There was potential for Allen to turn this into a comedy, or at least a drama with a number of comedic elements. Instead, he goes directly for the heart of things. One of the most interesting choices, an unusual one in general and particularly for a director with such a dedicated love of jazz, is that Interiors has no soundtrack except for a single scene near the end. Where moments could be turned to comedy, Allen instead keeps us focused on the drama of a family dealing with a sudden change and the boiling emotions that come from this.

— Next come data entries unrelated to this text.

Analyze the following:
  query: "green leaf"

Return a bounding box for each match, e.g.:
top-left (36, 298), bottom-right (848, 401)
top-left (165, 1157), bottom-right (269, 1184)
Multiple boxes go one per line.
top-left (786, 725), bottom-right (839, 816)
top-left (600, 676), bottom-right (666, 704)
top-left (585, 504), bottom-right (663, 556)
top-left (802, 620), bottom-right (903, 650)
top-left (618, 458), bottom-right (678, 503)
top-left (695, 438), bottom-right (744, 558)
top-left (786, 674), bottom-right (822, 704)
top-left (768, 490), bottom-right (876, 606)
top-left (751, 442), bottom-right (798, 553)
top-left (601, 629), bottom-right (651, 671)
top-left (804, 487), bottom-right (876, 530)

Interiors is a very smart film because it is smart emotionally. I’ve been through a parental divorce and remarriage as an adult, and a great deal of what Allen shows here is similar in a lot of ways to what I experienced as an adult child of divorce. I’m not going to go into a great amount of detail here. I’m just going to say that I understood the emotional reality of all three of the daughters even if I can’t express those in actual words. I doubt the characters could, either.
Another smart move here is the deglamorization of virtually all of the characters. Flyn is presented to us as an actress who trades almost entirely on her looks, but here she is presented as not unattractive but hardly as what we’ve been led to believe. Diane Keaton, who the year before was achingly desirable in Annie Hall looks weathered and worn here. Joey, living so much in the shadow of her mother, is pinched and small. In fact, only Sam Waterston’s Mike and Maureen Stapleton’s Pearl are characters who present something other than their rawest surface emotions.
The title comes from Eve’s career as an interior decorator, but the real connection to the rest of the film’s story doesn’t come until the end. When Arthur and Pearl are married in a small ceremony, Eve eventually arrives. Joey speaks with her and brings up those perfectly scripted rooms, interiors that left no room for any emotion. It’s maybe a long way to go for a title, but it works beautifully.
If there’s a down here, it’s that there is nothing uplifting or nice or even fun about Interiors. It’s pure and raw emotion all the way through. It’s like an open wound and virtually everyone is existing in those emotions right on the surface where everything is sensitive and painful. It’s the accuracy that is most impressive to me; watching the three daughters watch their father dance with his new wife is a film moment I won’t soon forget because I’ve been there and because the looks on their faces is exactly how it felt in that moment.
Why to watch Alice: Because Woody Allen writes good scripts.
Why not to watch: Almost everyone in this film is hateful.
Why to watch Interiors: This is what Woody Allen should be.
Why not to watch: If you’re expecting comedy, you’re not going to find it.